He’s a very sweet adult Russian Blue that we adopted through a rescue organization in Brooklyn that I’m not going to name because I would never recommend them. They’re doing good work, but they really don’t make it easy or pleasant. Adopting a homeless adult cat should be a no-brainer. They should say, oh, you’re willing to do that (and are not a pet hoarder or vivisectionist)? TAKE IT PLUS A MEDAL YOU BEAUTIFUL SAINTED ANGELS. Instead, there are stacks of paperwork and references and a home visit and the pre-visit phone call I had to field while I was at work because I stupidly answered honestly on the form where it asked if the cat was going to go outside and I said well, we have a deck so maybe, sure. It’s true, first of all, and I’d think it would be a positive thing to let the little guy get some fresh air sometimes. This one doesn’t strike me as a bolter, but I can always get a leash and tie it to a railing so he can’t run.

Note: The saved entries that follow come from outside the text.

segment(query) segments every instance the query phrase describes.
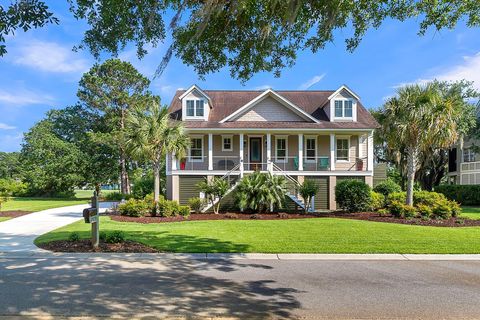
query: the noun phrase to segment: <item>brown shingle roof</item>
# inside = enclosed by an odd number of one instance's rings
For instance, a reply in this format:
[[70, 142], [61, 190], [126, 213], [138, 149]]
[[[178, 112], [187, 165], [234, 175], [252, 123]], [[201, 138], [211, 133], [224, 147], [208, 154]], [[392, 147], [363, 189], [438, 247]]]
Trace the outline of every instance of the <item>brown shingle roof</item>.
[[[318, 128], [318, 129], [373, 129], [378, 123], [372, 115], [357, 104], [357, 122], [330, 122], [324, 111], [328, 97], [334, 90], [326, 91], [284, 91], [276, 93], [289, 100], [311, 116], [319, 120], [313, 122], [225, 122], [219, 123], [245, 104], [261, 95], [264, 91], [204, 90], [212, 100], [212, 109], [208, 121], [185, 121], [186, 128]], [[175, 119], [182, 118], [182, 104], [179, 97], [185, 90], [177, 90], [170, 103], [169, 112]]]

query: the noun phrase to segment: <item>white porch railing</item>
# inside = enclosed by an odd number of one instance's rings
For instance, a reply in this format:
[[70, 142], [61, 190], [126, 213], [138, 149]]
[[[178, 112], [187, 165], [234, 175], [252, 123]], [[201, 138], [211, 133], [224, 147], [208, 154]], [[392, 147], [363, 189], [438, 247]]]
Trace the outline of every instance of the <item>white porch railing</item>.
[[461, 166], [462, 171], [480, 171], [480, 161], [463, 162]]

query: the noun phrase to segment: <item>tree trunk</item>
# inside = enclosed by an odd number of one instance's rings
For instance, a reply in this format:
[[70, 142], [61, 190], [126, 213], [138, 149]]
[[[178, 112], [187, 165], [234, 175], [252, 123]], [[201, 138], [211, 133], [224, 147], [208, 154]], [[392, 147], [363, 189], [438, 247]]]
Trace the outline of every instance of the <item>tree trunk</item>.
[[97, 192], [97, 196], [100, 196], [100, 183], [95, 183], [95, 191]]
[[[125, 109], [122, 108], [120, 115], [120, 129], [125, 132]], [[120, 142], [120, 188], [123, 194], [130, 194], [130, 180], [128, 179], [127, 160], [125, 148], [123, 146], [123, 138]]]
[[407, 149], [407, 204], [413, 205], [413, 184], [415, 183], [415, 171], [418, 161], [418, 149], [410, 147]]
[[153, 199], [155, 203], [160, 200], [160, 162], [157, 161], [153, 164], [153, 177], [154, 177], [154, 187], [153, 187]]

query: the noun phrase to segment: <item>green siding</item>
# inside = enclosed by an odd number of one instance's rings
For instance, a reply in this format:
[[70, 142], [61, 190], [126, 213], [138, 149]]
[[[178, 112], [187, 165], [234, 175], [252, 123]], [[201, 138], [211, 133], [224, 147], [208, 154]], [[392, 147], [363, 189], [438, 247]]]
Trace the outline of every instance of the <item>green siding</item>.
[[305, 179], [314, 180], [320, 187], [313, 201], [315, 210], [328, 210], [328, 177], [305, 177]]
[[373, 186], [385, 180], [387, 180], [387, 164], [378, 163], [373, 166]]
[[359, 176], [337, 176], [337, 183], [342, 181], [342, 180], [360, 180], [365, 182], [365, 177], [359, 177]]
[[205, 179], [205, 176], [180, 176], [180, 204], [187, 205], [188, 199], [198, 197], [200, 190], [197, 184]]

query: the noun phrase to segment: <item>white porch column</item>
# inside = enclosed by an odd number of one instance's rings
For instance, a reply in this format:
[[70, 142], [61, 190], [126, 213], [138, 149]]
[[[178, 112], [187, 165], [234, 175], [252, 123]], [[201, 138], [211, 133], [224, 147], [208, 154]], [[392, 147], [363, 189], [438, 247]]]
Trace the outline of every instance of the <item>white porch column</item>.
[[267, 170], [272, 172], [273, 171], [273, 164], [272, 164], [272, 135], [267, 133]]
[[244, 165], [243, 165], [243, 133], [240, 133], [240, 146], [238, 150], [240, 150], [240, 178], [243, 178], [243, 170], [244, 170]]
[[303, 171], [303, 133], [298, 134], [298, 171]]
[[330, 170], [335, 170], [335, 133], [330, 133]]
[[177, 157], [175, 157], [175, 152], [172, 152], [172, 171], [177, 170]]
[[373, 130], [367, 137], [367, 170], [373, 171]]
[[213, 135], [208, 134], [208, 170], [213, 170]]

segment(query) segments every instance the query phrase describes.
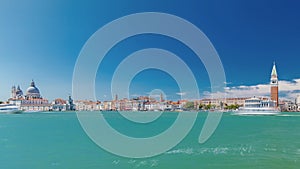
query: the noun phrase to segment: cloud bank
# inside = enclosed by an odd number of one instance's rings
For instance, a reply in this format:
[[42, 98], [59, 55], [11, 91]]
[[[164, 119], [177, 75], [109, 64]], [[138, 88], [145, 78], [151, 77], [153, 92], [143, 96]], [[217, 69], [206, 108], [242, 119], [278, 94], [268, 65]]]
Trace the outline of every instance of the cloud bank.
[[[204, 92], [206, 98], [221, 98], [221, 97], [253, 97], [253, 96], [270, 96], [270, 84], [257, 84], [250, 86], [233, 86], [226, 87], [224, 92], [210, 93]], [[283, 100], [294, 100], [300, 95], [300, 78], [293, 79], [292, 81], [280, 80], [279, 81], [279, 96]]]

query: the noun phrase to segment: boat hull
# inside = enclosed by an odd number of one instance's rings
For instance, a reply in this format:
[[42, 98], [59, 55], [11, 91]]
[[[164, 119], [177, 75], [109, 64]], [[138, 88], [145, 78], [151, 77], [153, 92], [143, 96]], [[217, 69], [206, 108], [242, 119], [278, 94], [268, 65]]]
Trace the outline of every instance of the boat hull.
[[15, 105], [0, 105], [0, 114], [19, 114], [22, 110]]
[[252, 108], [252, 109], [240, 109], [234, 114], [237, 115], [276, 115], [280, 111], [273, 108]]
[[21, 110], [0, 110], [0, 114], [20, 114]]

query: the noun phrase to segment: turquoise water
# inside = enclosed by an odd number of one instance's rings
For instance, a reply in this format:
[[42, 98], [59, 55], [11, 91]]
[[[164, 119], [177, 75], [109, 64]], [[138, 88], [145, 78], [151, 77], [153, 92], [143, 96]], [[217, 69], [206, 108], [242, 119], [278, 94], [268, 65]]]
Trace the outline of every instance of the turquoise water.
[[[130, 123], [115, 112], [105, 113], [117, 130], [136, 137], [165, 130], [176, 115], [165, 113], [149, 127]], [[75, 113], [0, 114], [0, 168], [300, 168], [300, 113], [279, 116], [227, 113], [214, 135], [199, 144], [205, 117], [206, 113], [199, 113], [189, 135], [168, 152], [147, 159], [128, 159], [94, 144], [82, 130]]]

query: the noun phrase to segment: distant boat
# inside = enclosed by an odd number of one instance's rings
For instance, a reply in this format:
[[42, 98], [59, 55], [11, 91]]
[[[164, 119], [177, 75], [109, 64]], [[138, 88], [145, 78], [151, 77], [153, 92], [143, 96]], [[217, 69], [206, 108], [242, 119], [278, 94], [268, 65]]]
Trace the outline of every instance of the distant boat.
[[245, 100], [244, 107], [234, 112], [237, 115], [276, 115], [280, 111], [275, 106], [276, 102], [272, 100], [262, 100], [259, 98], [250, 98]]
[[13, 104], [0, 104], [0, 114], [18, 114], [22, 113], [18, 106]]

She started ranting at me about how terrible it is to let cats go outside just because I dream about watching it chase butterflies (er, what?). Some of her points were valid (cars, contact with other cats who could have FIV), some of them were LUDICROUS (she actually mentioned COYOTES as a possibility—she lives one neighborhood over from us, so she should know that there aren’t any coyotes in south Brooklyn), and she just wouldn’t stop talking, even though I kept saying “It’s okay, we don’t need to let it out, it’s just an option since we have outdoor space” over and over. She got super wound up and was talking faster and faster and I could practically hear the spittle flying from the corners of her mouth. And she was really condescending—at one point snottily asking if I’ve ever even HAD pets before (because I clearly care so little about their welfare, you see). I finally had to interrupt her and say that I’d give my husband her number so they could schedule a time for the home inspection that would work for both of them and said goodbye and hung up. (I didn’t mention the leash option, since I couldn’t handle a lecture about how the cat will strangle himself with it or a hawk might get him or a sniper might use him for target practice or or or.)

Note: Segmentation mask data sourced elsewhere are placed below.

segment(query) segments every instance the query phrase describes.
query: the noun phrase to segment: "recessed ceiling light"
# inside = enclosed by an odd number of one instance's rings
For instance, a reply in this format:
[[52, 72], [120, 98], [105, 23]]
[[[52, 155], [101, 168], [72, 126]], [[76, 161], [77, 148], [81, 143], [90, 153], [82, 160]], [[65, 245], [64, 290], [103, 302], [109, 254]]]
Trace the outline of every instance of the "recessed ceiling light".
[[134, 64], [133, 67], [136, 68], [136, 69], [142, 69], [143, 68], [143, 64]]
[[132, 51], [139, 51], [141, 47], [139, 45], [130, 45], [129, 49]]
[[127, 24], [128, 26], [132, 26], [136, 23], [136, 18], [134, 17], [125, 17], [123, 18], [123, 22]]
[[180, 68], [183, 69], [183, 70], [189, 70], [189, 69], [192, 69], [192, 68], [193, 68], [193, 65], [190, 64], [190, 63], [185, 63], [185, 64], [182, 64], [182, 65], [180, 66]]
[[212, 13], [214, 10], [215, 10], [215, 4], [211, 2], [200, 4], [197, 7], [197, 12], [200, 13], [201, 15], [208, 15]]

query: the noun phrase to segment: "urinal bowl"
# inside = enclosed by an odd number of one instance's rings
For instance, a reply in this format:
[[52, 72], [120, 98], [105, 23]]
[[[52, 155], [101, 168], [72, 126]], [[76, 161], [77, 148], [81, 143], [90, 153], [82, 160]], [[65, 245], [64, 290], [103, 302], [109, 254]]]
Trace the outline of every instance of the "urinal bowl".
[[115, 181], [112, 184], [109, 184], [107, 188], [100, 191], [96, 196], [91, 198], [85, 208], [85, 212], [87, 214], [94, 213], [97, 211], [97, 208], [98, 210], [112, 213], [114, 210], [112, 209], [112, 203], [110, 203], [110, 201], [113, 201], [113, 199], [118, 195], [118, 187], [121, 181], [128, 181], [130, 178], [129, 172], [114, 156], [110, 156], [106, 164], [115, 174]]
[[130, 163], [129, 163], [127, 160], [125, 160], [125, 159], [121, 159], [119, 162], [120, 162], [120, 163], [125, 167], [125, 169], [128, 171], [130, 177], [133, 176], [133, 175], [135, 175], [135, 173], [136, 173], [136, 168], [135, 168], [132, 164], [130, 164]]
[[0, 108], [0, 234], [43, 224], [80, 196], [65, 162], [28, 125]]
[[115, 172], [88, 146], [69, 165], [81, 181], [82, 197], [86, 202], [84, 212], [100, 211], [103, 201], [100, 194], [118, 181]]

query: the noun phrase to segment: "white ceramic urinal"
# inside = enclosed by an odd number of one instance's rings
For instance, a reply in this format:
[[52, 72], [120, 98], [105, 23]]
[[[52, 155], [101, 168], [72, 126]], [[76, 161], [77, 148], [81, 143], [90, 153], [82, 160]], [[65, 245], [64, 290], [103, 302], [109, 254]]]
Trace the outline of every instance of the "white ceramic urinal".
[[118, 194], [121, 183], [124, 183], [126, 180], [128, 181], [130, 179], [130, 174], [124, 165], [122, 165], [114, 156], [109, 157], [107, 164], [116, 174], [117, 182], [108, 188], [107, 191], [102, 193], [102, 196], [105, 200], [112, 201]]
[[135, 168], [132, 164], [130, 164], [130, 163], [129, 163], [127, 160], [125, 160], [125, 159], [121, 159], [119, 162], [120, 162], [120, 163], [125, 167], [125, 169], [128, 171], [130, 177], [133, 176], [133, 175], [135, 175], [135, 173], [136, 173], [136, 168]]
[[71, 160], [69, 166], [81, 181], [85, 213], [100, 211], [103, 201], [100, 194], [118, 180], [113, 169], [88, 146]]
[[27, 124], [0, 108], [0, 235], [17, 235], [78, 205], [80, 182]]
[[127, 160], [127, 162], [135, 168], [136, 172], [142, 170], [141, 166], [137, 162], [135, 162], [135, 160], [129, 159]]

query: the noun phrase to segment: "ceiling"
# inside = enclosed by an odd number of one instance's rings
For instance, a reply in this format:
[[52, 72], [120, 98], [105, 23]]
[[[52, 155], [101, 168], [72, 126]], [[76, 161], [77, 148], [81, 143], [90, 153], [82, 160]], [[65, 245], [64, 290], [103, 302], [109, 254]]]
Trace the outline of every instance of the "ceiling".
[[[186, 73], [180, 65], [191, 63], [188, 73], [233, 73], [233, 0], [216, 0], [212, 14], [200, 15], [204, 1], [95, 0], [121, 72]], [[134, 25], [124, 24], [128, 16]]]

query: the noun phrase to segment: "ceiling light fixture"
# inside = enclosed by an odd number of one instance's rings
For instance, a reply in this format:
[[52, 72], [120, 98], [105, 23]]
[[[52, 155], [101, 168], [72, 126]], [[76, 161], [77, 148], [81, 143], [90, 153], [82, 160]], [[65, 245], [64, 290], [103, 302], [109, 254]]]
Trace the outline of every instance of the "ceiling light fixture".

The visit itself was fine—apparently she was perfectly nice to Rob and said she hoped she hadn’t offended me—and the only issue she pointed out was a possible toxicity risk from the HANGING PLANT in our living room. (Because he’s secretly a flying cat? I mean, I guess it’s somewhere within the realm of possibility that it could launch itself from a piece of furniture, pull down a few bits of plant, and eat them, but I just don’t think it’s likely. He’s not a small cat and, frankly, doesn’t seem to have that kind of ambition.)

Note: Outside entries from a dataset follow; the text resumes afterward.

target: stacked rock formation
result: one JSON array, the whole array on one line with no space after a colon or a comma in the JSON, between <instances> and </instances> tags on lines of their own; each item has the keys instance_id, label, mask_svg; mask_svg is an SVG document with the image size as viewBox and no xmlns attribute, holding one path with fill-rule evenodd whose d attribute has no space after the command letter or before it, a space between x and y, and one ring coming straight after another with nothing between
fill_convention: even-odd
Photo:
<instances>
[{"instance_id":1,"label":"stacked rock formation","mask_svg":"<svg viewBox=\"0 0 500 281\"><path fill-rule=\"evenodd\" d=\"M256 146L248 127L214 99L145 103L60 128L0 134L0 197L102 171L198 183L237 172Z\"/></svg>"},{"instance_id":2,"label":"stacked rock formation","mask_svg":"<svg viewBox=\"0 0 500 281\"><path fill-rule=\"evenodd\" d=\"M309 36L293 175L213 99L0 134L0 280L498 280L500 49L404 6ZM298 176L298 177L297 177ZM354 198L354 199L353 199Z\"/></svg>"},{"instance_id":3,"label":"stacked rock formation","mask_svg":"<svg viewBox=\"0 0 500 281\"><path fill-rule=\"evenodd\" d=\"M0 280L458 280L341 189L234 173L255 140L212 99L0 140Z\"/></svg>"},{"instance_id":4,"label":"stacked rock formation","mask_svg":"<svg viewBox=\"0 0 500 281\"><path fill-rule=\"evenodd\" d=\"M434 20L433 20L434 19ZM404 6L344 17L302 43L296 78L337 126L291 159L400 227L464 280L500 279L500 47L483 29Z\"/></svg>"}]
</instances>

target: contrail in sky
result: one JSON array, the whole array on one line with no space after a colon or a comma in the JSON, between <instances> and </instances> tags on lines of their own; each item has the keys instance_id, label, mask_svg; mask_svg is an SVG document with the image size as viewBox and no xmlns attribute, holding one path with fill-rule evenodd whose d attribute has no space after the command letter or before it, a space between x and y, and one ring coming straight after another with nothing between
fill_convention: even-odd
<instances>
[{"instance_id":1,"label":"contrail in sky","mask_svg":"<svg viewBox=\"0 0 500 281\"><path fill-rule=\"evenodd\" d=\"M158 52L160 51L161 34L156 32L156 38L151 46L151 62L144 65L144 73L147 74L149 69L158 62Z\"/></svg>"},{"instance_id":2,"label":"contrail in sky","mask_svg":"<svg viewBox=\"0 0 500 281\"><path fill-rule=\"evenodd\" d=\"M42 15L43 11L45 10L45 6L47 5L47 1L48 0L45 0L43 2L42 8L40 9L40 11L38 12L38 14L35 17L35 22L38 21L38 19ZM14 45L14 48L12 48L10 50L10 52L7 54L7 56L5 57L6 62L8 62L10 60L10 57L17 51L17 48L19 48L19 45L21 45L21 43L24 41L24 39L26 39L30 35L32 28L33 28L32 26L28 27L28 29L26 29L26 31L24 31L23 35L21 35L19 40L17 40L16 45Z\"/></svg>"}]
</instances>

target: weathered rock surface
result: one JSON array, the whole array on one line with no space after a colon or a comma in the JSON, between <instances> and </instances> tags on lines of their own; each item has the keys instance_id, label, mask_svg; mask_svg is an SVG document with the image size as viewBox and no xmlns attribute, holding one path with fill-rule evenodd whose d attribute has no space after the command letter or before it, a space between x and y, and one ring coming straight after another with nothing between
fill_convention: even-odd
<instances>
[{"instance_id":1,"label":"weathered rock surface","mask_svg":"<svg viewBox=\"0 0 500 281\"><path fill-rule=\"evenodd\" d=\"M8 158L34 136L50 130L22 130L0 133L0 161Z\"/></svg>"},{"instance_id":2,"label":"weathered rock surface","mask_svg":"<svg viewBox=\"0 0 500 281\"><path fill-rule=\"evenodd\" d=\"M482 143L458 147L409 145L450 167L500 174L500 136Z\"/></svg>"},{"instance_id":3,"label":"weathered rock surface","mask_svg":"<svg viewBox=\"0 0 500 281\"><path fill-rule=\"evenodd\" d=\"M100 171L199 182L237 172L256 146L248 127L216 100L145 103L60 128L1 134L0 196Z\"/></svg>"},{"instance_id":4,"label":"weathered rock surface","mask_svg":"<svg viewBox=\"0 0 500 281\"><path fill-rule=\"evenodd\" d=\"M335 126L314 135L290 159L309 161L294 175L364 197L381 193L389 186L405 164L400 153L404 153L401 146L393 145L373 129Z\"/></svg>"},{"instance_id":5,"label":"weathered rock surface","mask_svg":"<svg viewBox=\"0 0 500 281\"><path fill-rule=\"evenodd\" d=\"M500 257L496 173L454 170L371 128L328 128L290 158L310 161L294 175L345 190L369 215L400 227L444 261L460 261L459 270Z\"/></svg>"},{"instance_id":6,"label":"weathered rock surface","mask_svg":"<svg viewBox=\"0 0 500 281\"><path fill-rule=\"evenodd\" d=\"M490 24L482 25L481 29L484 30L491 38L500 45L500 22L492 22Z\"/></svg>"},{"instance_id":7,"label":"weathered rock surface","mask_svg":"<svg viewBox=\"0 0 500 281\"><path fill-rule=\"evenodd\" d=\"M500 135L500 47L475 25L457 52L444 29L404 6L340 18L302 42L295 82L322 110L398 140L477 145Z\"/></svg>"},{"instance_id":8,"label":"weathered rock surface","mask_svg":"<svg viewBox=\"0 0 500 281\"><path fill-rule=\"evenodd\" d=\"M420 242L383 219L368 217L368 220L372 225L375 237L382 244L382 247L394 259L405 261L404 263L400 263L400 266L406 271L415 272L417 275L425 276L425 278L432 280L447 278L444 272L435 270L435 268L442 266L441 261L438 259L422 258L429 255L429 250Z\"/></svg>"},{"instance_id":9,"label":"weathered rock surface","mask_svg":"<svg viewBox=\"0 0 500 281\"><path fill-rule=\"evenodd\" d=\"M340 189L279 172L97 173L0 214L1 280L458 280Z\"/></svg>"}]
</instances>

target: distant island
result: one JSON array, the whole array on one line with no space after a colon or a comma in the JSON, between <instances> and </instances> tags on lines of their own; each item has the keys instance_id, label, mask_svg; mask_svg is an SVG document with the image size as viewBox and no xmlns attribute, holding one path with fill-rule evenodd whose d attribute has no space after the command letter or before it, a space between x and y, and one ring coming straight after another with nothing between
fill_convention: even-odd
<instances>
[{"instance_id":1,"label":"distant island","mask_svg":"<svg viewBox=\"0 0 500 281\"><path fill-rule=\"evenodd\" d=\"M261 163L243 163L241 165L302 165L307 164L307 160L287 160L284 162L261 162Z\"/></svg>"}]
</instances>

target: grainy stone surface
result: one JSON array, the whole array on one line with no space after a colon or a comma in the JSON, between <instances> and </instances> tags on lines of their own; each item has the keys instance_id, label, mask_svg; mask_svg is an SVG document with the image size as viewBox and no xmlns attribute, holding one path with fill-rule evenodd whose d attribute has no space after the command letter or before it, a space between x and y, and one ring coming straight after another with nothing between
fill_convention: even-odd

It’s all worth it to have him home with us though. Cats are such a nice warm presence in a house and I’ve missed having one. We had decided to wait to name him until we’d spent a little time with him and in those early days, Rob started referring to him as Our Fuzzy Friend, which has since morphed into Fuzz and Fuzzy, with the official full name of Fuzz Ferdinand. He’s still hanging out in the closet some of the time, but he was snuggling on the couch with us the first night and even let me clip his claws yesterday morning.